“因为我提前变了。”
江应序拎着自己的拖鞋过来,屈膝半跪在床边,给这只光脚的小猫套上。
闻言,指腹在她细瘦踝骨上停顿了下,很轻地蹭了蹭。
“提前?”
时渺一缩腿,“痒。”
又解释道:“按照我传承的记忆,还要积攒很多很多的能量,才能够转变为人形。”
小猫一双眼弧度圆润,倒映璨璨天光,望向他。
语气格外自然。
“可是我太想陪你了。”
不止是以小猫的身份。
猫的身体小小,全部重量压上去,也只能占据他一个小臂的位置。
能做的事情太少。
在江应序白天上班、回家学习,偶尔倦怠地靠在沙发上阖眼小憩时。
在江应序第一次接触饭桌应酬,喝酒后被助理送回来,用冷水洗完脸,任由眉骨鼻梁摇摇欲坠冰凉水珠,撑着洗手间水池久久不动时。

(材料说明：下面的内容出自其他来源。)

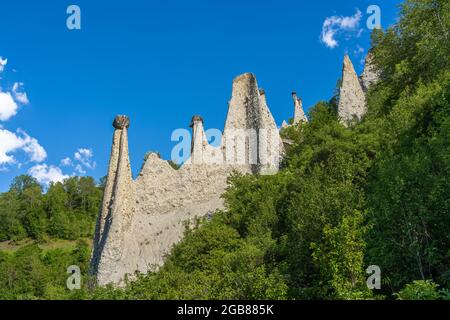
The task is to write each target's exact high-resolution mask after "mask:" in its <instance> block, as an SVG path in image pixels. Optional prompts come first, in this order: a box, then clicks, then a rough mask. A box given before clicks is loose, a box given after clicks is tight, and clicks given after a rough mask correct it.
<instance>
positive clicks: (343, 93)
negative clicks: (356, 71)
mask: <svg viewBox="0 0 450 320" xmlns="http://www.w3.org/2000/svg"><path fill="white" fill-rule="evenodd" d="M365 113H366V97H365V94H364V91H363V89H362V87H361V84H360V82H359V79H358V76H357V75H356V72H355V69H354V68H353V64H352V62H351V61H350V58H349V57H348V56H347V55H346V56H345V57H344V66H343V69H342V83H341V87H340V91H339V105H338V114H339V118H340V120H341V122H342V123H343V124H344V125H349V124H350V123H352V122H354V121H359V120H361V118H362V117H363V116H364V114H365Z"/></svg>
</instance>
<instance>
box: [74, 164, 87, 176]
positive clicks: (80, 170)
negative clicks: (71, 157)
mask: <svg viewBox="0 0 450 320" xmlns="http://www.w3.org/2000/svg"><path fill="white" fill-rule="evenodd" d="M75 171H76V172H78V173H80V174H86V170H84V169H83V167H82V166H81V164H77V165H76V166H75Z"/></svg>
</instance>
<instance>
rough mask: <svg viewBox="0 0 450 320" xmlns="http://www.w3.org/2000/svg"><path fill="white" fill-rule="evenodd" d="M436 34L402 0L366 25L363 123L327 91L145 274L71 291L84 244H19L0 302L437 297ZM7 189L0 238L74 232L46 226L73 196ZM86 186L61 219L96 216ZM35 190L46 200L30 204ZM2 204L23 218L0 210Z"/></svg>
mask: <svg viewBox="0 0 450 320" xmlns="http://www.w3.org/2000/svg"><path fill="white" fill-rule="evenodd" d="M448 30H450V3H449V2H448V1H444V0H408V1H405V2H404V4H403V6H402V11H401V17H400V20H399V23H398V24H397V25H396V26H395V27H393V28H391V29H389V30H387V31H386V32H381V31H377V32H375V33H374V34H373V39H372V40H373V53H374V59H375V63H376V64H377V66H378V68H379V69H380V71H381V81H380V82H379V83H378V84H377V85H375V86H374V87H373V88H372V89H371V90H370V92H369V96H368V107H369V112H368V114H367V116H366V117H365V118H364V120H363V121H362V122H361V123H358V124H355V125H354V126H352V127H351V128H345V127H343V126H342V125H341V124H340V123H339V121H338V119H337V114H336V101H338V99H339V97H334V98H333V99H332V100H331V101H330V102H319V103H318V104H317V105H316V106H315V107H314V108H312V110H311V111H310V119H311V121H310V123H308V124H300V125H298V126H296V127H290V128H288V129H285V130H284V131H283V135H285V136H286V137H288V138H290V139H291V140H293V141H294V145H293V146H292V147H291V148H290V149H289V150H288V151H287V155H286V159H285V161H284V163H283V169H282V170H281V171H280V172H279V173H278V174H276V175H273V176H242V175H239V174H236V175H234V176H232V177H230V179H229V183H230V185H229V188H228V189H227V191H226V193H225V194H224V195H223V197H224V199H225V203H226V209H225V210H223V211H222V212H217V213H216V214H215V215H214V216H213V217H212V219H210V220H207V219H205V220H200V221H198V223H197V224H196V225H195V226H194V227H193V228H190V229H187V231H186V237H185V238H184V240H183V241H182V242H180V243H179V244H177V245H176V246H175V247H174V248H173V250H172V252H171V254H170V255H169V256H168V257H167V260H166V264H165V265H164V266H163V267H162V268H161V269H160V270H159V271H158V272H155V273H149V274H147V275H138V280H137V281H134V282H132V283H129V284H128V286H127V287H126V288H123V289H114V288H112V287H106V288H97V289H95V290H92V291H90V290H88V289H87V288H84V289H82V290H79V291H76V292H73V293H70V292H69V291H68V290H67V289H65V287H64V283H65V282H64V281H63V279H62V278H63V277H67V275H66V274H65V270H66V268H67V266H68V265H70V264H77V263H80V264H81V266H82V270H84V271H83V272H85V271H86V269H87V260H86V255H85V253H86V252H87V249H86V247H85V246H84V247H83V245H82V244H79V246H77V247H76V248H75V249H73V250H71V251H70V250H66V251H64V250H61V249H57V250H60V251H55V252H53V251H51V252H50V251H48V252H43V251H40V250H41V249H39V248H36V247H35V246H31V247H26V248H23V249H21V250H19V251H17V252H15V253H9V254H2V255H0V297H5V298H60V299H65V298H80V299H81V298H82V299H84V298H85V299H91V298H93V299H381V298H387V299H393V298H398V299H448V297H449V291H448V290H449V289H450V233H449V232H448V230H449V227H450V197H449V190H450V185H449V184H450V183H449V181H450V167H449V164H450V152H449V151H450V150H449V145H450V144H449V139H450V108H449V106H450V103H449V102H450V61H449V59H450V47H449V45H450V42H449V41H448ZM13 186H14V184H13ZM20 186H21V184H19V188H18V190H21V192H22V193H21V195H20V193H17V191H14V188H12V191H10V192H9V193H8V194H6V195H2V196H1V197H0V200H1V201H0V215H3V216H6V217H7V219H5V218H1V219H0V221H1V223H0V234H1V235H2V236H1V237H3V238H4V239H11V238H12V237H17V238H20V237H25V236H28V237H33V238H35V239H39V238H40V237H42V236H45V235H47V236H57V237H62V238H67V239H70V238H71V237H73V238H76V237H80V236H85V235H87V233H88V231H87V230H88V229H86V228H82V227H66V228H62V230H64V231H54V230H60V228H54V227H51V226H52V225H58V224H55V221H58V219H56V218H55V216H57V215H56V213H57V212H66V210H67V207H66V205H65V204H67V203H72V202H70V201H69V202H66V201H68V200H67V199H72V196H67V195H66V196H62V194H63V193H62V192H56V189H55V190H53V191H52V192H50V190H49V192H48V193H47V194H46V195H43V194H42V193H41V192H40V191H39V192H38V191H37V190H35V191H34V192H31V191H27V192H25V191H24V190H28V188H22V187H20ZM34 188H36V186H35V187H34ZM58 188H59V189H63V190H67V189H65V187H64V184H63V185H60V186H59V187H58ZM51 189H52V188H51ZM89 190H90V192H89V193H88V194H89V195H90V196H92V197H90V196H86V197H81V198H82V199H84V200H86V199H95V200H92V201H88V202H86V201H82V200H80V201H81V202H80V201H79V202H77V203H79V204H80V203H83V204H84V205H83V206H82V207H77V208H83V209H80V211H78V209H74V208H72V209H71V210H73V211H72V213H71V214H68V215H67V218H66V219H68V220H69V221H72V220H71V219H73V221H79V219H76V218H73V215H75V214H78V217H79V216H83V213H86V217H87V216H89V217H92V219H93V217H94V216H95V215H96V214H97V211H96V210H98V201H99V199H100V193H99V194H97V191H98V190H97V191H95V190H96V189H95V190H94V189H92V188H91V189H89ZM55 192H56V194H57V195H58V196H55V197H53V196H49V194H50V195H52V194H53V193H55ZM66 192H67V191H66ZM28 193H32V194H33V195H35V196H33V197H30V196H29V195H28ZM94 194H95V196H93V195H94ZM10 197H12V198H13V199H16V198H17V199H25V200H24V201H28V202H25V203H28V204H30V205H27V206H26V208H24V209H23V210H25V211H23V210H19V211H14V210H12V211H11V209H10V208H16V207H14V206H13V205H12V204H14V205H16V206H17V204H15V203H16V202H14V201H11V202H8V199H10ZM67 197H68V198H67ZM41 198H45V199H54V200H52V201H50V200H47V201H42V200H40V201H38V202H37V203H47V206H46V205H42V206H41V205H35V203H36V202H34V201H35V200H36V199H41ZM5 199H7V200H5ZM77 199H80V198H77ZM19 202H20V201H19ZM5 203H6V205H5ZM49 203H51V205H49ZM86 203H89V204H94V203H95V205H92V206H91V205H86ZM58 204H59V206H58ZM5 206H6V207H5ZM7 206H9V207H7ZM48 206H50V207H51V208H56V209H55V210H48V208H49V207H48ZM2 208H3V209H2ZM4 208H6V209H4ZM8 208H9V209H8ZM38 208H41V209H38ZM94 209H95V210H94ZM27 210H31V212H33V214H30V215H28V212H29V211H27ZM10 212H22V213H26V214H21V215H19V216H17V217H16V218H11V216H10V214H9V213H10ZM12 216H13V217H15V216H16V215H12ZM63 216H66V215H63ZM62 220H63V221H64V219H62ZM3 221H8V223H3ZM52 221H53V222H52ZM90 221H93V220H90ZM69 224H70V223H69ZM62 225H63V226H64V225H66V224H65V223H62ZM83 225H84V224H83ZM91 226H92V225H91ZM72 228H73V229H72ZM67 230H69V231H67ZM72 230H75V231H72ZM89 230H90V231H89V232H92V228H90V229H89ZM61 235H62V236H61ZM69 235H70V236H69ZM80 247H83V248H84V249H80ZM83 250H84V251H83ZM81 252H83V254H81ZM74 259H75V260H74ZM76 259H78V260H76ZM77 261H78V262H77ZM370 265H378V266H379V267H380V268H381V270H382V284H381V290H375V291H372V290H369V289H368V288H367V286H366V278H367V277H368V275H367V274H366V272H365V270H366V268H367V267H368V266H370ZM25 266H32V267H31V268H30V267H25ZM53 272H54V273H53ZM58 272H59V273H58ZM84 274H85V273H84ZM13 277H18V279H28V280H23V281H22V280H21V281H17V282H16V281H14V279H16V278H13ZM12 279H13V280H12ZM85 280H86V279H85ZM85 283H86V281H85ZM11 288H13V289H11ZM394 293H397V294H396V295H394Z"/></svg>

在江应序每周回晏家参加所谓家宴,每每遇上难以避免的争端,神态厌倦地回家时。
小猫只能亦步亦趋跟在他的腿边,跳上沙发或洗手池,笨拙地用脑袋去拱、用身体去蹭,试图驱散那笼罩着他的苦闷。
人,你闻起来苦苦的。
小猫有一腔安慰的话,却只能喵呜咪呜。
还会被江应序以为她有什么需求,飞快敛下情绪,恢复往日的温和,反过来哄她。
如果有人形的话。
她就可以像电视剧里演的那样,张开手臂,给江应序一个超级超级大的拥抱。
然后摁着他的脑袋贴在自己怀里,非常沉稳可靠地说——
人,靠在咪宽广的胸怀里吧。
光是想一想那个画面,猫就要得意地翘尾巴啦!
时渺晃了晃垂在床边的小腿,扬起唇,对微怔的江应序说:“我想啊想,身体真的感应到,就开始转化了。”
本来要积蓄好几年能量的化形。
被心急如焚的小猫硬生生压缩到了小半年。
因此也带来了一点儿后遗症——
她的化形很不稳定。
前一秒还是眉眼明丽的少女,美滋滋试穿着江应序给她买的漂亮裙子。
下一秒就带着裙子一起扑通落地。
一小团猫被闷在层叠裙摆之中,啪啪甩了两下尾巴,被娇惯得连挣扎的力气都懒得出,嗷呜嗷呜扯着嗓子,直接喊江应序解救。
又或者。
前一秒还小小一团踩着江应序的大腿,仰着小脑袋从他手中咬脆脆的冻干吃。